When we started working on Mortadelo, we studied the possibility of using NoAM as the intermediate logical model that is employed in the transformation process, prior to the code-generation step into a concrete NoSQL solution. Nevertheless, we detected that more information than the one contained in NoAM models was necessary to perform the final transformations for some of the NoSQL databases. For instance, in the case of column family data stores like Cassandra, an extra differentiation between partition and clustering keys is necessary for the final instantiation. We compared the overhead of using a combination of NoAM plus this extra information against the definition of logical metamodels for each NoSQL paradigm, and decided than the latter option was simpler in our case. This is why we employ a column family metamodel and a document metamodel in Sect. 2, instead of a single intermediate model such as NoAM. The use of a logical model for each paradigm or family of NoSQL data stores allows Mortadelo to remain agnostic of concrete details of technologies such as Cassandra or MongoDB until it is necessary (i.e. when the code generation templates for concrete systems are executed). Moreover, these logical models can be reused between technologies of the same paradigm, such as MongoDB and CouchDB for document stores.

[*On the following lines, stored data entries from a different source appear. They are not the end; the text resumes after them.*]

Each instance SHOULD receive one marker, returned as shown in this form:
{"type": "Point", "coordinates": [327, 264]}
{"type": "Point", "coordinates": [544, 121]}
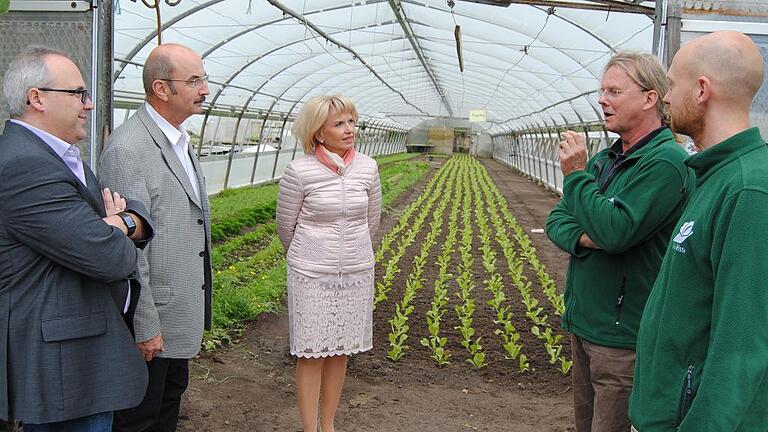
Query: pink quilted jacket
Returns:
{"type": "Point", "coordinates": [326, 220]}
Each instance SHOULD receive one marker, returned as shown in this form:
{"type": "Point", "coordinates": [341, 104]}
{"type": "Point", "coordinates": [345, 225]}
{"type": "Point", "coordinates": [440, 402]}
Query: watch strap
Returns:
{"type": "Point", "coordinates": [130, 224]}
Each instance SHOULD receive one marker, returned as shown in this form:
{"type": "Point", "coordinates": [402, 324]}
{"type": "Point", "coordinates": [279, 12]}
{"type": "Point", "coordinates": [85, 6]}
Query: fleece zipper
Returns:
{"type": "Point", "coordinates": [620, 298]}
{"type": "Point", "coordinates": [685, 396]}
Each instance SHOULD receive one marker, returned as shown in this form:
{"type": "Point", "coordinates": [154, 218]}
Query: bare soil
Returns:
{"type": "Point", "coordinates": [249, 387]}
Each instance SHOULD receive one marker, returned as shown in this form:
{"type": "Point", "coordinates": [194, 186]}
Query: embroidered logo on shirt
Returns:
{"type": "Point", "coordinates": [686, 230]}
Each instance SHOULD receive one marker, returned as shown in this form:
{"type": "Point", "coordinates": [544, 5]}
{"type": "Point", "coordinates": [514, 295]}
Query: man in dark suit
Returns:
{"type": "Point", "coordinates": [150, 157]}
{"type": "Point", "coordinates": [67, 253]}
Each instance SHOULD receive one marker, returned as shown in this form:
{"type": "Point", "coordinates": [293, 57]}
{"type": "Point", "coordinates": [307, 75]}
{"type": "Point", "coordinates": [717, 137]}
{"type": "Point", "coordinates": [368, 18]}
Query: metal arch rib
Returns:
{"type": "Point", "coordinates": [139, 46]}
{"type": "Point", "coordinates": [306, 22]}
{"type": "Point", "coordinates": [550, 106]}
{"type": "Point", "coordinates": [398, 11]}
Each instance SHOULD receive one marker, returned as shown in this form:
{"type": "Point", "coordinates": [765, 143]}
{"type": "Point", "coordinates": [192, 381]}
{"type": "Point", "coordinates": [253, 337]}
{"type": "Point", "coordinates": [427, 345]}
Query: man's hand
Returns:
{"type": "Point", "coordinates": [572, 152]}
{"type": "Point", "coordinates": [151, 348]}
{"type": "Point", "coordinates": [585, 241]}
{"type": "Point", "coordinates": [114, 204]}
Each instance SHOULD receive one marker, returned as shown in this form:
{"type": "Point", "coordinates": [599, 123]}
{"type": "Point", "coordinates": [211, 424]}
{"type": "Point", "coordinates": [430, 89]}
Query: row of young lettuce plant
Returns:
{"type": "Point", "coordinates": [474, 201]}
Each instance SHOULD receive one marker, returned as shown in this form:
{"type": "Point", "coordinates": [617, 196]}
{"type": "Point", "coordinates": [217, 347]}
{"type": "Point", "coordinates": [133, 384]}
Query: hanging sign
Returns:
{"type": "Point", "coordinates": [477, 116]}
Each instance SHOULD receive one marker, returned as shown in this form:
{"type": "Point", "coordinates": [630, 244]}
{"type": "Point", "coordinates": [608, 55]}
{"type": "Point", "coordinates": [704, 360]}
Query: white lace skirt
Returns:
{"type": "Point", "coordinates": [330, 314]}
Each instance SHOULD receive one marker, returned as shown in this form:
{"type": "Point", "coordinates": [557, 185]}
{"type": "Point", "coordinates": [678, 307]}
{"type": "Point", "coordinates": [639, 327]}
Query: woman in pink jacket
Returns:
{"type": "Point", "coordinates": [328, 209]}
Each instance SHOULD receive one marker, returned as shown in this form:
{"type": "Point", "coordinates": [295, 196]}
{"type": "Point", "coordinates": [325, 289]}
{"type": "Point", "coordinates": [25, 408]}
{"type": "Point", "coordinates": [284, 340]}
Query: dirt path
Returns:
{"type": "Point", "coordinates": [249, 387]}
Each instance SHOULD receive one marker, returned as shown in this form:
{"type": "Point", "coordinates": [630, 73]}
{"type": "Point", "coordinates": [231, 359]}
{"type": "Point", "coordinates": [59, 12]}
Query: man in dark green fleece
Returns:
{"type": "Point", "coordinates": [702, 350]}
{"type": "Point", "coordinates": [615, 219]}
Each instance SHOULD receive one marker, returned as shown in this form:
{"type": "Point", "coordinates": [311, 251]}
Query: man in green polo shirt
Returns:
{"type": "Point", "coordinates": [702, 349]}
{"type": "Point", "coordinates": [615, 219]}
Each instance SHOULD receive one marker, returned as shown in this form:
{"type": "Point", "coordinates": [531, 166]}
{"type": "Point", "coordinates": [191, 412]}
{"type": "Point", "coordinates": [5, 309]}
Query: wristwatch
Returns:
{"type": "Point", "coordinates": [129, 222]}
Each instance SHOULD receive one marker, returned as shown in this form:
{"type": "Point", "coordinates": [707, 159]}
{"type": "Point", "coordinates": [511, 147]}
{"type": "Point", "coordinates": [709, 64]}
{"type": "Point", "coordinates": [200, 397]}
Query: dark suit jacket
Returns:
{"type": "Point", "coordinates": [65, 351]}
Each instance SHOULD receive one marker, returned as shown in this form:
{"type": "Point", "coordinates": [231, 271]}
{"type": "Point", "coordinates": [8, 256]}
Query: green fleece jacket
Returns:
{"type": "Point", "coordinates": [702, 351]}
{"type": "Point", "coordinates": [631, 220]}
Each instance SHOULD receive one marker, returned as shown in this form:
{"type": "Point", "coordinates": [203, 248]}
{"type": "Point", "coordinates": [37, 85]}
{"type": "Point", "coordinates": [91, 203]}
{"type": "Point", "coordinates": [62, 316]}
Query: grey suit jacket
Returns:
{"type": "Point", "coordinates": [175, 269]}
{"type": "Point", "coordinates": [65, 351]}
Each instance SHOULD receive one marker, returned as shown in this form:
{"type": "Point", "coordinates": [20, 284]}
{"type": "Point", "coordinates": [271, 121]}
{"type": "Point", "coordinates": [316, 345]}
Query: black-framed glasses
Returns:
{"type": "Point", "coordinates": [85, 95]}
{"type": "Point", "coordinates": [194, 82]}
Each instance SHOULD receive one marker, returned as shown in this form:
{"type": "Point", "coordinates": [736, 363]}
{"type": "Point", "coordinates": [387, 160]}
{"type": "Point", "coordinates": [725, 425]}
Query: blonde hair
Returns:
{"type": "Point", "coordinates": [314, 114]}
{"type": "Point", "coordinates": [646, 71]}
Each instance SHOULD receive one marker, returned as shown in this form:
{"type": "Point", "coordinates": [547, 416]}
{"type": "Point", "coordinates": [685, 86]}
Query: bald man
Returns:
{"type": "Point", "coordinates": [150, 155]}
{"type": "Point", "coordinates": [702, 349]}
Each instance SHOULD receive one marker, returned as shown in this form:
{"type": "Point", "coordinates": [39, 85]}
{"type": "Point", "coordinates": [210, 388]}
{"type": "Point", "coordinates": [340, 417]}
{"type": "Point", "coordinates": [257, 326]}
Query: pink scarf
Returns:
{"type": "Point", "coordinates": [334, 161]}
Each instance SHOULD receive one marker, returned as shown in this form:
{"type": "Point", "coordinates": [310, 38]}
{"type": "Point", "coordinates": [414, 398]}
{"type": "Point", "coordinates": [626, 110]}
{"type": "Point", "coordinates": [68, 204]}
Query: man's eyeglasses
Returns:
{"type": "Point", "coordinates": [194, 82]}
{"type": "Point", "coordinates": [612, 93]}
{"type": "Point", "coordinates": [85, 95]}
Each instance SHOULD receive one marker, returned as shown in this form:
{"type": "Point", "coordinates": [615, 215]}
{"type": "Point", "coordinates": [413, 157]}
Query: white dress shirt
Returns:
{"type": "Point", "coordinates": [179, 139]}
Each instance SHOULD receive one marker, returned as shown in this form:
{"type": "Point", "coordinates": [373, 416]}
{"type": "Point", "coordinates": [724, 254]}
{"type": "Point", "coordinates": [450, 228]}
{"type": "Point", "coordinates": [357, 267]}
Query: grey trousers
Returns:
{"type": "Point", "coordinates": [602, 382]}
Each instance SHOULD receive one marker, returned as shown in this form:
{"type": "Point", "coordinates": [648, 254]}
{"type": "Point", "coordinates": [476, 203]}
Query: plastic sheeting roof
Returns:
{"type": "Point", "coordinates": [526, 65]}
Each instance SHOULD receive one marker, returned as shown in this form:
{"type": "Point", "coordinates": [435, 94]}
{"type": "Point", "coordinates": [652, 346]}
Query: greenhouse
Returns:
{"type": "Point", "coordinates": [465, 113]}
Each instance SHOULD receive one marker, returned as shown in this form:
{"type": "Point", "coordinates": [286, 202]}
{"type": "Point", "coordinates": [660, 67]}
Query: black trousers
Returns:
{"type": "Point", "coordinates": [159, 411]}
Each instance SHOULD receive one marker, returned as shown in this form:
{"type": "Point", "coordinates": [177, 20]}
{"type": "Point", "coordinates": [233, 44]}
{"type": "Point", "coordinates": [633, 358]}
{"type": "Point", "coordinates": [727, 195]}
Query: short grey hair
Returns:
{"type": "Point", "coordinates": [157, 67]}
{"type": "Point", "coordinates": [25, 71]}
{"type": "Point", "coordinates": [646, 71]}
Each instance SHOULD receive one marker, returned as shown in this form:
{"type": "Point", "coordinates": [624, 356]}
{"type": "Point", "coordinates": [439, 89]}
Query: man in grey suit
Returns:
{"type": "Point", "coordinates": [67, 253]}
{"type": "Point", "coordinates": [149, 157]}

5 Conclusions and Future Work

This paper has presented Mortadelo, a framework for the generation of NoSQL databases. The main contribution of Mortadelo is that, following a model-driven approach, it can be used to automatically obtain the implementation of a targeted NoSQL database, by using as input a technology-agnostic data structure model that also includes the description of how data are usually accessed. An advantage offered by this framework is its modular structure, which eases the inclusion of support for new database paradigms or technologies.

We have shown how Mortadelo can be used to generate databases for column family data stores, with a full example for the Cassandra database. We have detailed all the steps of the proposed framework for this example: (i) the implementation of a conceptual data model to specify the data structure in a technology-agnostic way; (ii) the development of an intermediate logical metamodel that captures details of column family databases; and (iii) the implementation of a set of rules to automatically transform the data structure model to the logical model, and this logical model to the implementation code in Cassandra. Also, we have established the first steps to extend our framework for the support of document-based databases, like MongoDB or CouchDB.

As an additional contribution, we have implemented an homonymous prototype tool of Mortadelo. The development of this tool is active, and the metamodels and transformations explained throughout the paper are available in the tool’s repository.

We are currently working towards offering full support for document-based data stores. As future work, we will study the expansion of the framework to support other kind of NoSQL paradigms, like key-value stores or graph databases. This will also involve researching how to extend the technology-agnostic data structure model in order to take into account other components in the transformation process. After the functionality of Mortadelo has been tested, it is also important to consider the non-functional requirements that usually affect the design of NoSQL data stores. Issues such as scalability, security, consistency, technology/storage restrictions, or workload frequency will be taken into account for future improvements.